Day trading is a term that is reserved for Forex traders who book their profits and complete the transaction within the day. This is a strategy that is similar to investors buying stocks and selling them by the end of the day and not holding on to them for longer duration’s. Often there is little movement in the values of currencies in normal circumstances. However, because of the high leverage provided by the brokers, intra-day trading can be profitable even with little movements of currencies. Despite this fact, many of the investors who choose day trading are disappointed because of losses they accumulate in their trading account.
There are many different strategies that can be used by an investor who is interested in intra-day trading at the Forex markets. Out of these, three common ones that are also easy to understand and implement are described below.

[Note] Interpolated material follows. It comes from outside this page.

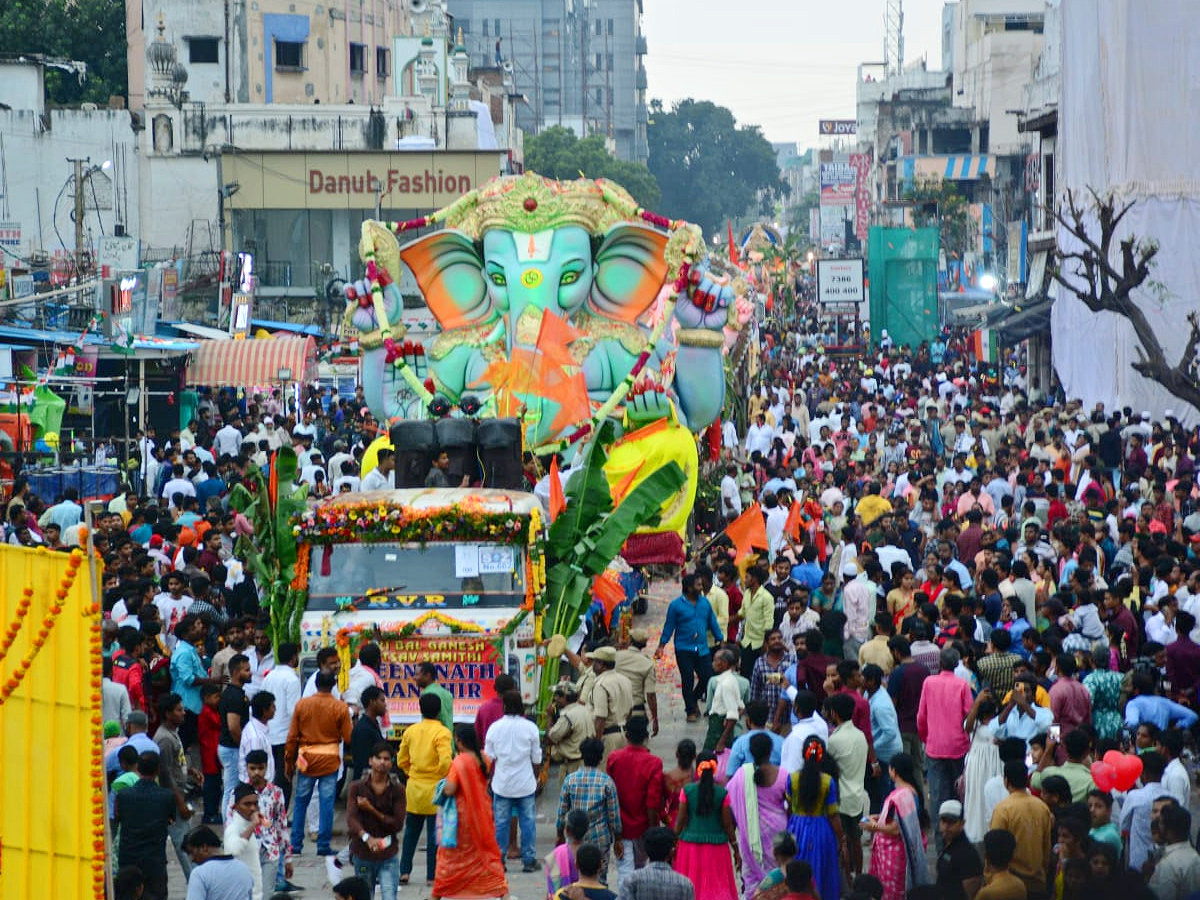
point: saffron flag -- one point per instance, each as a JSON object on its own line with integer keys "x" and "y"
{"x": 792, "y": 527}
{"x": 747, "y": 532}
{"x": 557, "y": 501}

This is an intra-day technique that lasts a few minutes where the investor exits from a trade as soon as it turns profitable. This is a strategy that aims to give the investor small profits. With the slightest of movement of the price of a currency, an investor can book a profit and exit from the trade. Skimming allows traders to make small profits of 5-10 pips with every trade but they amount to a significant sum of money by the end of the day. Do make sure that you have a broker with small brokerage commissions otherwise you may lose money using this strategy as the brokerage commissions may exceed the profits made per trade (if your capital amount is small).

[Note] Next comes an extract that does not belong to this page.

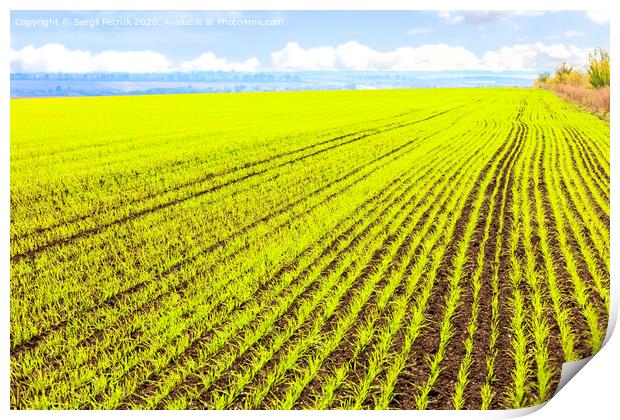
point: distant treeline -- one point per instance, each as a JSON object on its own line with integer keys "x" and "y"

This is another intra-day trading technique that is good for beginners who want to book their profits every day. This requires the traders to successfully identify a shift in the momentum of the currency pair on a daily basis. To understand momentum, you can use the analogy of a ball rolling down from the peak of a mountain when it starts slow but picks up dull speed after gaining momentum and then slowing down as it reaches the ground and strikes an object. The most common indicator used for this would be the Moving Average Convergence-Divergence (MACD) indicator.
This is a common day trading method that allows investors to make profits daily in Forex markets. Pivot points are the low of the day (LOD) and the high of the day (HOD) and require the trader to buy at LOD and sell at HOD. The basis for this method of trading originated in the trading pits in the US where traders would have a card with the lowest and their anticipated highest price that they would trade. This causes traders in the US then to have an idea of a lower and higher pivot point. This pivot trading strategy is quite an important one to learn and master to profit from swings in the currency pairs.